Extract tabular data from Read-Only PDF


#1

Hello,

I have to extract a table from a PDF(which also contains other data) which is READ-ONLY. I tried converting the PDF into word, excel and nothing works. All other permissions on the PDF is disabled except print. The PDF is basically made an image so that content cannot be copied. I have tried all scraping methods and no luck. I tried some online converters(thinking i can automate this atleast), some failed and some worked but not perfectly(a single column of a table is split into multiple columns in the converted excel file).
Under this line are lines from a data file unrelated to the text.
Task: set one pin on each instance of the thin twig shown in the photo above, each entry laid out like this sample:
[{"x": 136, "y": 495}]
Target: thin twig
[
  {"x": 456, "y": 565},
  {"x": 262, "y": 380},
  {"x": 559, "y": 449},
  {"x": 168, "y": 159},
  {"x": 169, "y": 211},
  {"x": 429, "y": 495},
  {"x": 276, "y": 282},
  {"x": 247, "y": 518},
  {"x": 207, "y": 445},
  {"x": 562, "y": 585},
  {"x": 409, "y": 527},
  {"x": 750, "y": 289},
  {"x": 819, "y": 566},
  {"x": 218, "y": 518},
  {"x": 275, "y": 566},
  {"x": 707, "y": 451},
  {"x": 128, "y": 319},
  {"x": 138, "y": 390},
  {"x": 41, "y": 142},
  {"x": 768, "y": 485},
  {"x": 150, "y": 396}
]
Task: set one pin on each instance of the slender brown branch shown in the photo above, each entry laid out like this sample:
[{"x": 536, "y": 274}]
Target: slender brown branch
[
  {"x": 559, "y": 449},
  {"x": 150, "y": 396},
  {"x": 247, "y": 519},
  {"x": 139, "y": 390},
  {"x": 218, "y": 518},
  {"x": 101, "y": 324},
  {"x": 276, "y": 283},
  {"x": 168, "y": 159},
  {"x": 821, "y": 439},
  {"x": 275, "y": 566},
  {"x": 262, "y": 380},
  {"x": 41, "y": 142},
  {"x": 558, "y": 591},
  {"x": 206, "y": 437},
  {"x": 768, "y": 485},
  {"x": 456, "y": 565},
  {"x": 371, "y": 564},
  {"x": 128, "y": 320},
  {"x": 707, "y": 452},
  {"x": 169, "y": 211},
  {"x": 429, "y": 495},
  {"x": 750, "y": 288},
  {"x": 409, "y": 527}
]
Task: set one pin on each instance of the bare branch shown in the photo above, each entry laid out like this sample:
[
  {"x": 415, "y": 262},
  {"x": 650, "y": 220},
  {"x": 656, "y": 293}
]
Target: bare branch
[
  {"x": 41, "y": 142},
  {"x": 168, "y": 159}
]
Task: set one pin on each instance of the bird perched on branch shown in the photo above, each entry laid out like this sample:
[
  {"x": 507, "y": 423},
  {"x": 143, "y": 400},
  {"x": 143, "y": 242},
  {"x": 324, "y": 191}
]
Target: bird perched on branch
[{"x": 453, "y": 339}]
Is there any other way of achieving this?

TIA.


PDF to excel
#2

i think "Read PDF with OCR should work.Could you please attach the sample PDF file if its not confidential.


#3

Hi @ddpadil,

Thank you for the quick response!

I did not try ‘Read PDF with OCR’. However, i tried to read the file using Google OCR engine which did not give me proper result, hence i thought this method might also give me the same result. I will try to read the file using Read PDF with OCR and check if that works!


#4

I tried to extract using ‘Read PDF with OCR’. By reducing the scale i got more accurate result which still has some issues like ‘i’ is appended in the beginning of each line. I can do a formatting and remove these but i still cannot go forward and use this method as it has given me the result as a string, I don’t have a way to extract the data into corresponding columns as in PDF because columns 3,4 and 5 are having numbers & letters. I cannot filter them in any way. Other columns can be filtered and extracted into corresponding columns like if it starts with number push it into this column, if next word starts with $ push it into next column etc.


#5

Just an idea…Why don’t you try to read each line in string and try to replace Tab (space wont work for name) with comma, that way you will get a structured pattern which you can use as a datatable?


#6

I could have tried that if column/cell separators were tabs in the extracted string(I wish it was) but every word is separated by space irrespective of which column it is extracted from.
If you take the first row of table in the string,

8/7/2012 007 168 RRR DDDD LLL 3633 LOOP LAKE RREEE DDFDF GA 30506 6855 GGGG GL ENN $2,000.00 $753.75 $1,246.25

In PDF,
RRR DDDD LLL - cell 3
3633 LOOP LAKE RREEE DDFDF GA - cell 4
etc…

In my scraped string, there is no way to identify what has to come in which cell of the row. Every word in the row is extracted one after the other separated by space.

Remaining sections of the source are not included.